2.7.10 Ruptur uteri karena tindakan obstetrik dapat dicegah dengan bekerja
secara legeartis, jangan melakukan rindakan kristaller yang berlebihan,
bidan dilarang memberikan oksitosin sebelum janin lahir, kepada dukun
diberikan penetaran supaya waktu memimpin persalinan jangan
mendorong-dorong karena dapat menimbulkan ruptur uteri traumatika.

2.7 Penanganan
Untuk mencegah timbulnya ruptur uteri pimpinan persalinan harus dilakukan
dengan cermat, khususnya pada persalinan dengan kemungkinan distosia dan
pada wanita yang pernah mengalami secsio sesaria atau pembedahan lain pada
uterus. Pada distosia harus diamati terjadinya regangan segmen bawah rahim,
bila ditemui tanda- tanda seperti itu, persalinan harus segera diselesaikan

2.8 Prognosis
Harapan hidup bagi janin sangat suram. Angka mortilitas yang
ditemukan dalam berbagai penelitian berkisar dari 50 hingga 70 persen.
Tetapi jika janin masih hidup pada saat terjadinya peristiwa tersebut, satu-
satunya harapan untuk mempertahankan jiwa janin adalah dengan persalinan
segera, yang paling sering dilakukan lewat laparotomi.
Jika tidak diambil tindakan, kebanyakan wanita akan meninggal karena
perdarahan atau mungkin pula karena infeksi yang terjadi kemudian, kendati
penyembuhan spontan pernah pula ditemukan pada kasus-kasus yang luar
biasa. Diagnosis cepat, tindakan operasi segera, ketersediaan darah dalam
jumlah yang besar dan terapi antibiotik sudah menghasilkan perbaikan
prognosis yang sangat besar dan terapi antibiotik sudah menghasilkan
perbaikan prognosis yang sangat besar bagi wanita dengan ruptura pada
uterus yang hamil.
9

BAB III
PENUTUP

3.1 Kesimpulan
Terjadinya rupture uteri pada seorang ibu hamil atau sedang
bersalin masih merupakan suatu bahaya besar yang mengancam
jiwanya dan janinnya. Kematian ibu dan anak karena rupture uteri
masih tinggi.

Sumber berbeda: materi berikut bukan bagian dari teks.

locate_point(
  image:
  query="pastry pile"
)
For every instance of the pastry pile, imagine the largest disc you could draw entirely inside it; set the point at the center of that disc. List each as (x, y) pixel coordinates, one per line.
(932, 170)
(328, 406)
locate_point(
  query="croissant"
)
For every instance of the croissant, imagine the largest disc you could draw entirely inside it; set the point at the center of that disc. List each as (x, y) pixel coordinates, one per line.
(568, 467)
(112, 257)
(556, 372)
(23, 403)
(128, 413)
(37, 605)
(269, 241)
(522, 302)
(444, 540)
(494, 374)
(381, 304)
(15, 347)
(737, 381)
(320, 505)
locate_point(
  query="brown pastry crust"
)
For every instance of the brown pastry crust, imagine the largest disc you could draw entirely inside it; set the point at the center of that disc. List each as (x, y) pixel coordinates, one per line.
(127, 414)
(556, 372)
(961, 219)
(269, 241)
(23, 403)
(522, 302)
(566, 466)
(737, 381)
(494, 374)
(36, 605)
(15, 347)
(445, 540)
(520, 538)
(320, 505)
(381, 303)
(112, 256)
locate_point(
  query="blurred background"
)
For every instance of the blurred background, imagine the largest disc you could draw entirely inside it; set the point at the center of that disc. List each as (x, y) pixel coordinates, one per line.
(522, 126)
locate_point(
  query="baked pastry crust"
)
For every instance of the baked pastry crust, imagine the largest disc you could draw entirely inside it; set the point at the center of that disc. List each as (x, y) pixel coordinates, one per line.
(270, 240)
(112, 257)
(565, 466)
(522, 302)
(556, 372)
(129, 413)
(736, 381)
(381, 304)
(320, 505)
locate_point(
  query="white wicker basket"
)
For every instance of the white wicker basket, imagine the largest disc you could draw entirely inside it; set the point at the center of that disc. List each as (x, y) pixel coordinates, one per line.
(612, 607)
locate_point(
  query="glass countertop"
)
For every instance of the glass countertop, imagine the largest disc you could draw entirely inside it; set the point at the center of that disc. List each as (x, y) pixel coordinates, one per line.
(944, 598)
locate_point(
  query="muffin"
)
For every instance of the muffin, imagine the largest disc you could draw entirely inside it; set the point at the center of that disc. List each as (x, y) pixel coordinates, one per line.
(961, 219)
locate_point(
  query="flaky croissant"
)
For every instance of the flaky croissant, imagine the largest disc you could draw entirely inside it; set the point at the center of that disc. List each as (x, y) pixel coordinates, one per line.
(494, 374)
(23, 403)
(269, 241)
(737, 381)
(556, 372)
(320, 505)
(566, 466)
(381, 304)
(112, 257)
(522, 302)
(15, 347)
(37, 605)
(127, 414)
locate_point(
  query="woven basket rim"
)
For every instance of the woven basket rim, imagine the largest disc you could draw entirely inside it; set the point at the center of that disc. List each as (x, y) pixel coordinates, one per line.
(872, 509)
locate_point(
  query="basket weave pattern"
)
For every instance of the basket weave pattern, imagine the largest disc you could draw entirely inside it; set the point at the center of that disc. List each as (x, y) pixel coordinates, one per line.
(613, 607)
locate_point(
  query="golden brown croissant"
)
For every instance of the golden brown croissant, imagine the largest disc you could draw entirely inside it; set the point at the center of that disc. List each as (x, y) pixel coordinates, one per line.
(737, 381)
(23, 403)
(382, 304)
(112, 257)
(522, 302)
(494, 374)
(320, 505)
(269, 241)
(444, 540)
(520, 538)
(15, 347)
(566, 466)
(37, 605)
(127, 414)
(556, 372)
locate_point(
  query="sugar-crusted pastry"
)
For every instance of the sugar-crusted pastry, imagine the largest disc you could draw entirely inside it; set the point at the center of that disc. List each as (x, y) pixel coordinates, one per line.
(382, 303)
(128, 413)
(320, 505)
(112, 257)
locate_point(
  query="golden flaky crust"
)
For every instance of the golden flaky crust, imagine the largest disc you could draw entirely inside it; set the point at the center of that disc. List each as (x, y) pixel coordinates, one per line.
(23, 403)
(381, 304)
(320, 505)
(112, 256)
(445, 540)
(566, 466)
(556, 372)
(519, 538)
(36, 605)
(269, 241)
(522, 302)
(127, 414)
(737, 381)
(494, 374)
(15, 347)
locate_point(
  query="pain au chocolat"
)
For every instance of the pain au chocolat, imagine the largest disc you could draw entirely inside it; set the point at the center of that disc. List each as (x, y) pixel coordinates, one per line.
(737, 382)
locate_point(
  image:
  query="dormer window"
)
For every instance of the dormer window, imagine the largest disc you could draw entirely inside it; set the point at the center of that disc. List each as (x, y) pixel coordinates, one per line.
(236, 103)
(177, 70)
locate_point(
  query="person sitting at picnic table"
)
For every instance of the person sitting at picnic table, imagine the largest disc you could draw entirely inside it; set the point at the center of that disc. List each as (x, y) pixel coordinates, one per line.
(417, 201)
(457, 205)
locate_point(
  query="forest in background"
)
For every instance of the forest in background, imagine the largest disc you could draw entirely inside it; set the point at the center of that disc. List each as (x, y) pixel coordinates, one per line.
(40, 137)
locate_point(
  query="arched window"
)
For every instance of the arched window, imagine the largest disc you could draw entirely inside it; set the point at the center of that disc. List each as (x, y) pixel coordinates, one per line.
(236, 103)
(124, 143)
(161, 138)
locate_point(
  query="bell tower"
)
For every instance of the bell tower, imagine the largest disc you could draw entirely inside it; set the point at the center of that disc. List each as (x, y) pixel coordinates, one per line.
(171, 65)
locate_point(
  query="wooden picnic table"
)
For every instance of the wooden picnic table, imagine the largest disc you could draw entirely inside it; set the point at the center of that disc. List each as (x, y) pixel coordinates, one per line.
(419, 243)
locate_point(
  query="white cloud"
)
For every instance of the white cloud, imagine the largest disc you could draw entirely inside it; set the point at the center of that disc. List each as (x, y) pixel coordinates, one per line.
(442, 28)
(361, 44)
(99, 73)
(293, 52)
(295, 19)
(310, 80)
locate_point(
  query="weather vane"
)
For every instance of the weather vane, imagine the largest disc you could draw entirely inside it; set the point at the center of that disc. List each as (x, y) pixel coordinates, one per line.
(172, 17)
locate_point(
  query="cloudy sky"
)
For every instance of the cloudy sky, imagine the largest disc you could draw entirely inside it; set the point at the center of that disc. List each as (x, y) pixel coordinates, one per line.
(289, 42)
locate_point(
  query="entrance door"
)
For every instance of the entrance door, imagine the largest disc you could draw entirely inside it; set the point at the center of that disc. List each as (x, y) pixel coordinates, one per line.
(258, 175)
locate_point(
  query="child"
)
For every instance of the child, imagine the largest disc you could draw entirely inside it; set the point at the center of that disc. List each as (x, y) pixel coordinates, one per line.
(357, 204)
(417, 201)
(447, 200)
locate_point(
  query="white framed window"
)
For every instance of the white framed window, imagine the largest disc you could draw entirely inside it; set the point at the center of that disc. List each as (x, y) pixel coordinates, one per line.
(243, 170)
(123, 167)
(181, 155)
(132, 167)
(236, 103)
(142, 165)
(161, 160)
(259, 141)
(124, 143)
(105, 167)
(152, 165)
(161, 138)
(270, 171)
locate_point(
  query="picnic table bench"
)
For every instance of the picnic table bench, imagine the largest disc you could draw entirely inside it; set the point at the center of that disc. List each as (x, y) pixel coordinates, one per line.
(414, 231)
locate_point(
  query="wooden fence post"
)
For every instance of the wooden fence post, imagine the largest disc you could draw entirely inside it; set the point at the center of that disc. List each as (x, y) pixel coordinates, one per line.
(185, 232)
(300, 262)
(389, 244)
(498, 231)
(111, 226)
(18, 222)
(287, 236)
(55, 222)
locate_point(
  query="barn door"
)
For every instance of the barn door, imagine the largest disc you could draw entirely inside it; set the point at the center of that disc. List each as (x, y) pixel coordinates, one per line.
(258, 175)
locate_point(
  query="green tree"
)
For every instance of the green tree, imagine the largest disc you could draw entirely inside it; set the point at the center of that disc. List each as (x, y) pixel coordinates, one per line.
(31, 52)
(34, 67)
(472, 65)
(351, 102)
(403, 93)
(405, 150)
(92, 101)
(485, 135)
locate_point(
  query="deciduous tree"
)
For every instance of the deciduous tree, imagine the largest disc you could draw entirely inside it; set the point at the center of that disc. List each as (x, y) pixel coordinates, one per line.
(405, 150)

Insidens dan angka kematian yang tinggi kita jumpai
dinegara-negara yang sedang berkembang, seperti afrika dan asia.
Angka ini sebenarnya dapat diperkecil bila ada pengertian dari para ibu
dan masyarakat. Prenatal care, pimpinan partus yang baik, disamping
fasilitas pengangkutan dari daerah-daerah periver dan penyediaan
darah yang cukup juga merupakan faktor yang penting.
Ibu-ibu yang telah melakukan pengangkatan rahim, biasanya
merasa dirinya tidak sempurna lagi dan perasaan takut diceraikan oleh
suaminya. Oleh karena itu, diagnosis yang tepat serta tindakan yang
jitu juga penting, misalnya menguasai teknik operasi.

3.2 Saran
Diharapkan bidan mampu memahami dan mengaplikasikan
makalah yang telah penulis jelaskan sehingga dapat bermanfaat bagi
masyarakat khususnya ibu hamil dan bersalin.